The coffee shop had inverted itself. It was closed inside but its furniture was strewn in the street, literally on the road, corralled by yellow road works barriers. The villagers that sat there were biblically proud of their freedoms and they sipped drinks beneath masks that kept out the virus and the diesel fumes.
A waitress. Blue eyes, blue gloves, white mask. She came into his life through a hatch. In the shade of the coffee shop’s awning, the brown of his lenses began to retreat and he felt his cover melting away.
Flustered, and out of practice in speaking to other humans, his voice was intermittent. A radio losing touch. ‘Pardon?’ she said to him, clear despite her mask. ‘Americano,’ he said again. ‘Coffee. Please.’
Confirmation came with a nod and the thrust of a contactless payment unit. He had to reach inside the hatch to tap it, and as soon as it squealed, he recoiled and backed off, away from the virus, and from her judgements. His lenses were clearing now and his diverging eyeballs were beginning to excite themselves at their closeness to freedom. Not now. He stepped out of the shade and back into hiding.
He turned away from her and towards the sea. The sweep of the insular bay was so long that it turned in on itself. Things settle here, he thought, it is difficult for them to escape.
A muffled call. The reassuring plop of plastic cup on counter. He stepped back under the awning and felt his eyes fighting each other for a focal point. He thanked her and cursed himself. His bloody eyes, his bloody genes. This bloody village.
He let the promenade take him away. The steam from his coffee rose, chuffing, like the train that once rode here. The train and the industries it served are long gone, replaced by a civic pathway, split clean down the middle, half for walkers and half for bikes. He walked in the middle, after all, he was part-machine.
A shapeless peloton of teenagers rode past, on bikes with obese tyres, and with handlebars guiding themselves. He stepped aside and watched them glide, fearless and bouncing, their bodies shirtless and whippet-ribbed.
One of them spat. It landed on the prom where it bubbled with infection. He stepped around it. Further down the path a fallen ice cream was sinking into the ground, and further again, a splatter of dog sick was cooking on the asphalt. A swollen seagull picked at it. It was a bird of our time, so full and fat that it shone like the cosmetic cheek bones of middle-aged women bursting with botulinum.

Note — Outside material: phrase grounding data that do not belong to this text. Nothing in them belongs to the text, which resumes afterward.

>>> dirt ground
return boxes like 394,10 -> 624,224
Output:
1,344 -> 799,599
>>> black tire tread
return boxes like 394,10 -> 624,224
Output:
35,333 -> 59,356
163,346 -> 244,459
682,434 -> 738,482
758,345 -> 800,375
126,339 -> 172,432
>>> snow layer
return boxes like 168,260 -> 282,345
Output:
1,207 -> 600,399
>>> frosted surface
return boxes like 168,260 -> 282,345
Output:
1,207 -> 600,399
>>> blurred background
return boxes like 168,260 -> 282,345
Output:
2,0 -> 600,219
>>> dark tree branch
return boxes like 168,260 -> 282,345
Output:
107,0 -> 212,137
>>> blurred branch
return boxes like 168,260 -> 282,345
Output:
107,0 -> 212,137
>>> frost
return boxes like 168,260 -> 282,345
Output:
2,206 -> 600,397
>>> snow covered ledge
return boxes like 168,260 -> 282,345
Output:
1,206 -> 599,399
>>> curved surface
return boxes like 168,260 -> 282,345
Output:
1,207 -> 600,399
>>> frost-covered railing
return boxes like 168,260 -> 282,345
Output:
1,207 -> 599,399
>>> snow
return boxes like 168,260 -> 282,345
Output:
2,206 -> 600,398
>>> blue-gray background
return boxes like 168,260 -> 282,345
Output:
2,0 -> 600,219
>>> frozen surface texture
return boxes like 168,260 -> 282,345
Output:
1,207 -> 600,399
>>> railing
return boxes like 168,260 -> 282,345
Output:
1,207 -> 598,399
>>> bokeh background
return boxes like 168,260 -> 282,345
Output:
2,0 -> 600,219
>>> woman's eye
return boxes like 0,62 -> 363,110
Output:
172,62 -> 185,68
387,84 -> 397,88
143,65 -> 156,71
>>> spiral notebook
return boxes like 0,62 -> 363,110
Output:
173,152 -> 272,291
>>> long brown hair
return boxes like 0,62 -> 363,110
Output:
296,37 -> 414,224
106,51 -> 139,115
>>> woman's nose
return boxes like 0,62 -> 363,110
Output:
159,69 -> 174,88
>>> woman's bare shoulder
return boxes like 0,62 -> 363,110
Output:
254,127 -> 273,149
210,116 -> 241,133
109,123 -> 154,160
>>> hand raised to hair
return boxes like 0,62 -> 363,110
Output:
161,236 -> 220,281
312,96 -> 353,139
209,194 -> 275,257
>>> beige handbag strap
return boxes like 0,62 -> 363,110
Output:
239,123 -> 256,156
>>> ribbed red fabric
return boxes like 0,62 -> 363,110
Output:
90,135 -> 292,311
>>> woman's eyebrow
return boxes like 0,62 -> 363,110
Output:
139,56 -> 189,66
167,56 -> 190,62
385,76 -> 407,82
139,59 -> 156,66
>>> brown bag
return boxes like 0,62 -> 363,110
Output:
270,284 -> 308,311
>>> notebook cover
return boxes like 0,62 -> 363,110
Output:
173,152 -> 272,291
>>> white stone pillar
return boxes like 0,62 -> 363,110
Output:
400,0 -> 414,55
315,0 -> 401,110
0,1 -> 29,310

He sat for a moment, on a bench offset from the promenade, out of its flow. He perched, determined not to give the virus any more of his body than necessary.
With his lenses fully brown, he was safe in their shadow and he could watch the villagers unchecked. He watched a paddle boarder in the waves, wobbling as he pulled his wet t-shirt away from his love handles. He saw a husband striding metres ahead of his wife, as if she were not worthy of waiting. A lonely woman, walking in desert boots with no laces, eating a tube of crisps.
The coffee burnt his lip. After that, it was tarnished so he threw it in a council-branded bin and took the long way home, not back the way he came, but past the cars that now queued to get into the village, their windows withdrawn and their passengers glaring. The engine heat rose wistfully like a million dead and distorted spirits.
He hurried away from them, turning upwards, through the cemetery, where the worn, toppling stones backed away from him and where only the cherubs stared and the angels pointed.